La Division des études et politiques économiques (DPEE) a mis le doigt sur les pratiques spéculatives des commerçants sur les produits alimentaires, en montrant à travers une étude présentée mercredi à Dakar que ’’les variations annuelles des marges des commerçants sont en grande partie responsables des changements constatés dans l’évolution du prix à la consommation des produits alimentaires’’.

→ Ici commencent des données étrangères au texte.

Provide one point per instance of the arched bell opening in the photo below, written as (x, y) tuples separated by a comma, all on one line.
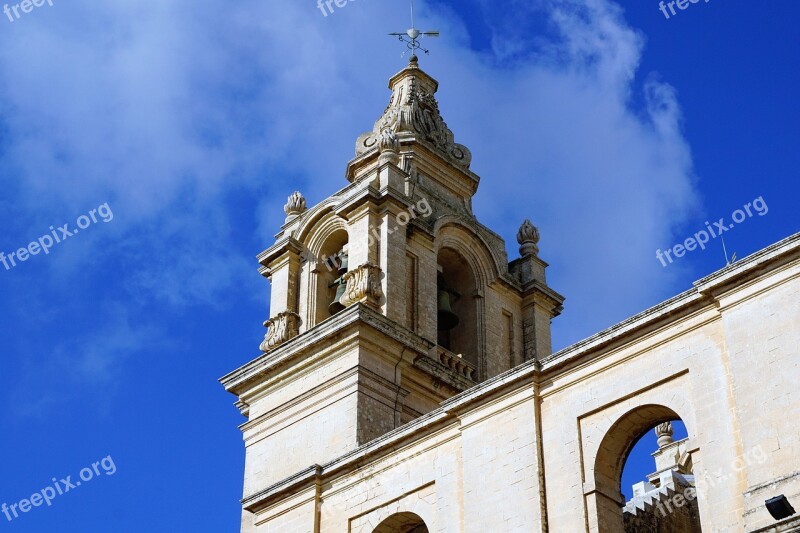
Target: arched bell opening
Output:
[(457, 309), (332, 264)]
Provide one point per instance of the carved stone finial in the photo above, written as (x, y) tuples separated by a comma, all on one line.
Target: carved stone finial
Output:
[(664, 433), (389, 147), (363, 285), (283, 327), (295, 206), (413, 116), (528, 238)]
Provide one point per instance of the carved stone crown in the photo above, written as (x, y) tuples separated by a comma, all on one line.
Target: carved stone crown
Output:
[(296, 205), (413, 114)]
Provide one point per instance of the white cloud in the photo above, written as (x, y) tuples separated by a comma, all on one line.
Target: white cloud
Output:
[(166, 108)]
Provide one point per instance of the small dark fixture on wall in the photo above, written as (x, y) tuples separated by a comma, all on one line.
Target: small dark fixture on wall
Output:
[(779, 507)]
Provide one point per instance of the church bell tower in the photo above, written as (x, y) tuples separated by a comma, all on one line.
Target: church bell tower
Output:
[(388, 298)]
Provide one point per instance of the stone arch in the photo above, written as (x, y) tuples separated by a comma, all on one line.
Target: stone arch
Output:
[(402, 523), (605, 501), (453, 233), (477, 269), (322, 237)]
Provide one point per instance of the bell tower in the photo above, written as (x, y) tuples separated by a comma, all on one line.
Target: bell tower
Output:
[(387, 298)]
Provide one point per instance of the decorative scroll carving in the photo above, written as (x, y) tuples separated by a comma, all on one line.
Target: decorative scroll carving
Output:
[(414, 110), (282, 328), (363, 285), (295, 206)]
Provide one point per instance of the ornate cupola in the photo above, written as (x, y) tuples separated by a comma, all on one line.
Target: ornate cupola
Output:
[(387, 298)]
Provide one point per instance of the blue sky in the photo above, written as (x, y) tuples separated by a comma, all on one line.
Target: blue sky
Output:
[(616, 130)]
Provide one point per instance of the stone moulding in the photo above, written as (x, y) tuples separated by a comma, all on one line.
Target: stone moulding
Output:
[(283, 327), (363, 285)]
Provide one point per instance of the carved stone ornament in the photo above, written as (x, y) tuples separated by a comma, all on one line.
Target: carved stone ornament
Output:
[(528, 238), (389, 147), (664, 433), (295, 206), (413, 110), (363, 285), (282, 328)]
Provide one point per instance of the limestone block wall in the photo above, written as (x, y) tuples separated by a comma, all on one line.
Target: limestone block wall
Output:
[(475, 470), (761, 322)]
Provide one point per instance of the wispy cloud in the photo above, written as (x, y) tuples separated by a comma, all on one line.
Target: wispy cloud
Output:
[(195, 125)]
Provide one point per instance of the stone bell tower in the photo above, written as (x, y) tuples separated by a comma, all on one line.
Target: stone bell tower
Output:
[(387, 298)]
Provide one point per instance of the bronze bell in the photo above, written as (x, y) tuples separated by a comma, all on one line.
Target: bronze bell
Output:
[(341, 285), (447, 319)]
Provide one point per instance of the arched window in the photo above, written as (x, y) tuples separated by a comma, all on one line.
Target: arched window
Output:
[(402, 523), (331, 263), (457, 316)]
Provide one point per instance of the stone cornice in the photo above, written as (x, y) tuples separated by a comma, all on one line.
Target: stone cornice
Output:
[(256, 370)]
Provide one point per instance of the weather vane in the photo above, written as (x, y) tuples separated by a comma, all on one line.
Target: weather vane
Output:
[(413, 36)]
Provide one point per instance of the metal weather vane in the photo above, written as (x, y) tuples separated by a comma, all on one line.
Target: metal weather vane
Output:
[(412, 36)]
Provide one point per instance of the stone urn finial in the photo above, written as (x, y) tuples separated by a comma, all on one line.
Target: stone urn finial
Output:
[(664, 433), (388, 146), (295, 206), (528, 238)]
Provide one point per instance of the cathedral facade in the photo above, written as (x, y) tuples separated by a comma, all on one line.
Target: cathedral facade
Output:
[(407, 383)]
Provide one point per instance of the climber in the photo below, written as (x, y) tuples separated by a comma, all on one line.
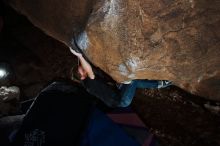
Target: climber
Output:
[(120, 97)]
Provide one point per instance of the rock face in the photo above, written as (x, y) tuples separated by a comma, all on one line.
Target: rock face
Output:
[(175, 40)]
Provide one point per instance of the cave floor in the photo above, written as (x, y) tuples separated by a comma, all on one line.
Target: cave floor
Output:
[(175, 117)]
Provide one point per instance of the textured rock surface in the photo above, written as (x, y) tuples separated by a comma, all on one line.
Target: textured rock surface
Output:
[(174, 40)]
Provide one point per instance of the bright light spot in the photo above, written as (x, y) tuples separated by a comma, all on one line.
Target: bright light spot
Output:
[(2, 73)]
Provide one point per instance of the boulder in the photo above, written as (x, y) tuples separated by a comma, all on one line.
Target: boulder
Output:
[(175, 40)]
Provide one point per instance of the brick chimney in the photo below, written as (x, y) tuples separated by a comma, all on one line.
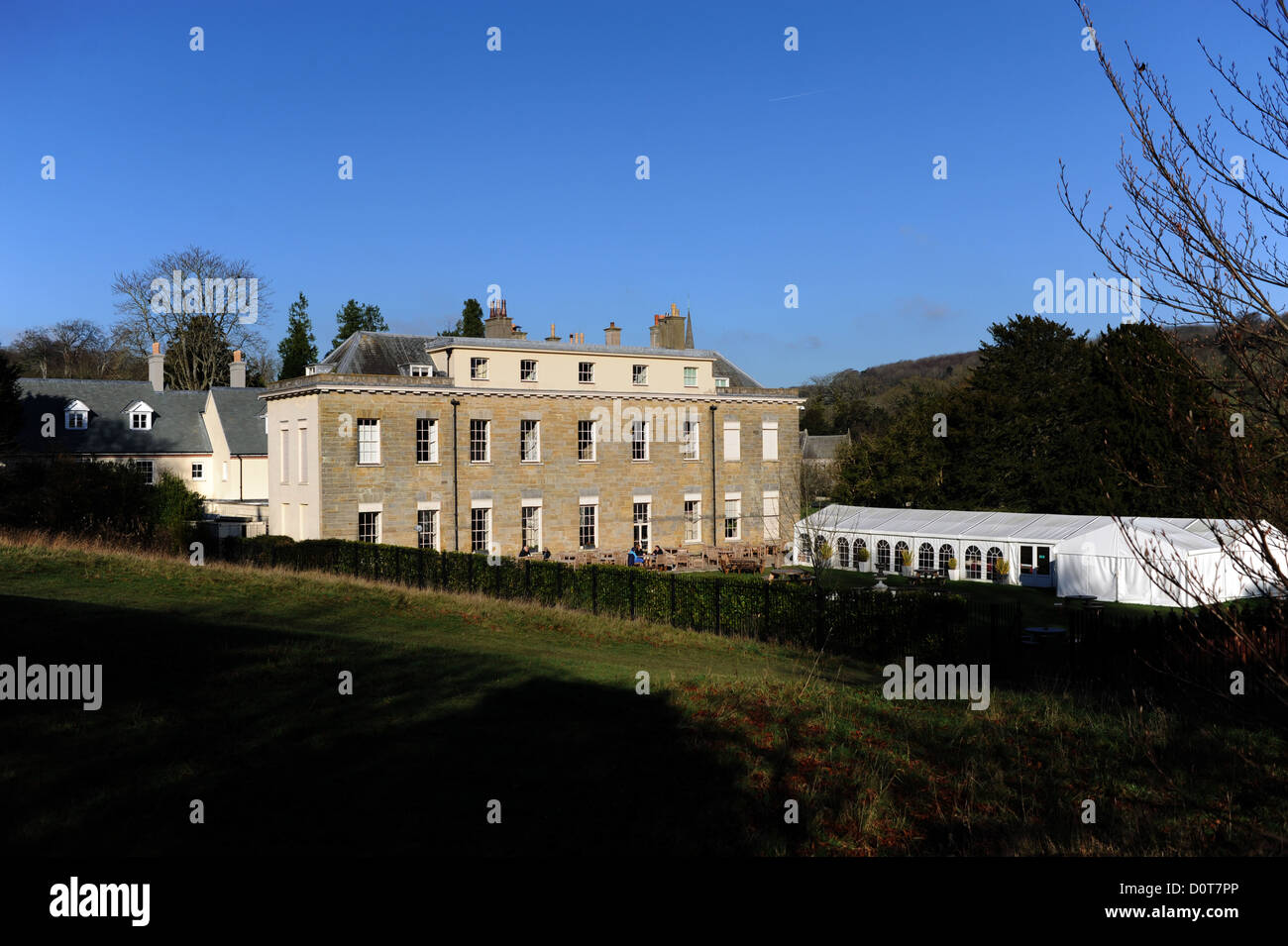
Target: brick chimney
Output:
[(498, 325), (156, 367), (668, 331)]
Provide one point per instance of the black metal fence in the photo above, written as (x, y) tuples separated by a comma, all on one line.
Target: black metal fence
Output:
[(1163, 654), (853, 620)]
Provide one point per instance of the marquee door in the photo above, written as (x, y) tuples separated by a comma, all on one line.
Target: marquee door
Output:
[(1035, 567)]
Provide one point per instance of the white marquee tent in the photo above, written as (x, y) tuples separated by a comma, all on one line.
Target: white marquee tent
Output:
[(1189, 559)]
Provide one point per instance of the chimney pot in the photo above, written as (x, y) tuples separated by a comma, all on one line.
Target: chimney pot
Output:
[(156, 367)]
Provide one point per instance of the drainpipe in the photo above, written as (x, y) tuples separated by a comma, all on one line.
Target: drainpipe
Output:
[(715, 533), (456, 504)]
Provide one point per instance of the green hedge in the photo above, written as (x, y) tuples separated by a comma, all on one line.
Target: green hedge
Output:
[(851, 619), (101, 501)]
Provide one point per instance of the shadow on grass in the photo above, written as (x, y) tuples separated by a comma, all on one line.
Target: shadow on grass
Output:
[(249, 719)]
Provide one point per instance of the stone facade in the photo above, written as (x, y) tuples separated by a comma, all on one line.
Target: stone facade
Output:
[(338, 488)]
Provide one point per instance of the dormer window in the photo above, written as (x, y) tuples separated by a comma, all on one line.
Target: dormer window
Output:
[(76, 416), (141, 416)]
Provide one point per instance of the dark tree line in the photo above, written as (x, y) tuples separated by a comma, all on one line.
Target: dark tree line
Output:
[(1052, 421)]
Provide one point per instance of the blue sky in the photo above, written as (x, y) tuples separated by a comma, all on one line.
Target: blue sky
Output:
[(518, 167)]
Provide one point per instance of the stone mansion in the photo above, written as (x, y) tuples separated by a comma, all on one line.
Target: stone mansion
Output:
[(485, 444)]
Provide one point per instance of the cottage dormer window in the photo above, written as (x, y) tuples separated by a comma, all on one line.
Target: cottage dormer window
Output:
[(141, 416), (76, 416)]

Au total, la spéculation a obligé les ménages à augmenter de 28% leurs dépenses consacrées aux produits alimentaires, a affirmé l’un des auteurs de l’étude, Alsim Fall lors de la présentation des résultats devant la presse dans les locaux de la DPEE.
L’étude, selon les auteurs, a utilisé un modèle théorique relativement récent adapté à l’analyse de ce type de phénomène pour apprécier l’existence ou non de spéculation sur les prix des denrées alimentaires. A l’issue de cette application, les résultats ont confirmé la présence de spéculation sur le riz entier, le riz brisé, le lait en poudre ainsi que l’arachide, a noté M. Fall.
Le document qui s’est cantonné à l’analyse des produits dits ‘’impérissables’’ comme les produits céréaliers, laitiers et arachidiers, montre ainsi, une ‘’évolution des marges bénéficiaires, notamment sur le prix du riz, qui n’est cohérente ni avec les prix en gros ni avec sa valeur maximale légalement autorisée’’, a souligné M. Fall.
Mieux, a-t–il relevé, entre 2006 et 2007, le prix du riz en gros à l’import a diminué de 0,4% alors que le prix à la consommation affiche une hausse de 7,1%, soit une hausse substantielle des marges de 33%.
En 2008, poursuit l’économiste de la DPEE, la flambée du prix international du riz au Sénégal a été importante et de ce fait la baisse de la demande conjuguée à un contrôle plus rigoureux des prix et des stocks de la part des services de l’Etat, a fléchi la marge des vendeurs qui est passée de 70 francs Cfa à 37 francs le kilo.
Nonobstant cette baisse, a affirmé Alsim Fall, la marge des vendeurs par kilogramme est restée largement au-delà de sa valeur maximale de 22 francs par kilogramme telle qu’elle a été fixée par l’Etat en avril 2008.
Sur les autres produits ciblés par l’étude, l’autre auteur Youssoupha Diagne a indiqué que pour le maïs, entre 2007 et 2008, la marge a augmenté de 45% correspondant à une contribution de 68% à la hausse du prix à la consommation.
S’agissant du lait en poudre, l’analyse apparaît plus difficile du fait que les frais intérieurs sont inclus dans la marge faute de pouvoir les mesurer avec précision, selon M. Diagne.
En définitive, a-t–il expliqué, la tension sur les prix internationaux des biens alimentaires intervenus en 2007 et 2008 s’est accompagnée d’un niveau de marge particulièrement élevé. Ainsi, souligne-t-il, l’augmentation du prix à la consommation ne reflète pas systématiquement la montée des prix internationaux.
Interrogé sur l’opportunité de cette étude, le directeur de la Dpee, Sogué Diarisso a précisé qu’elle a été déroulée suite au constat des prix élevés en 2007 et 2008, avec une moyenne de 6% d’inflation essentiellement due au coût des produits énergétiques et alimentaires.
‘’On avait constaté que les marges des grossistes avaient augmenté de façon exponentielle, ce qui a amené la Dpee à s’interroger sur le fait que la spéculation explique la dynamique des prix au Sénégal’’, a-t–il indiqué.
Il a ajouté que l’augmentation des prix s’est aussi traduite par une augmentation des marges bénéficiaires des commerçants et ceci occasionne des dépenses supplémentaires des ménages.
Soulignant n’avoir pas les compétences requises pour des mesures de saisine à l’encontre des commerçants spéculateurs, il a juste souligné que les résultats sont mis à la disposition du ministère du Commerce qui s’emploie déjà avec les magasins de référence à lutter contre la hausse des prix.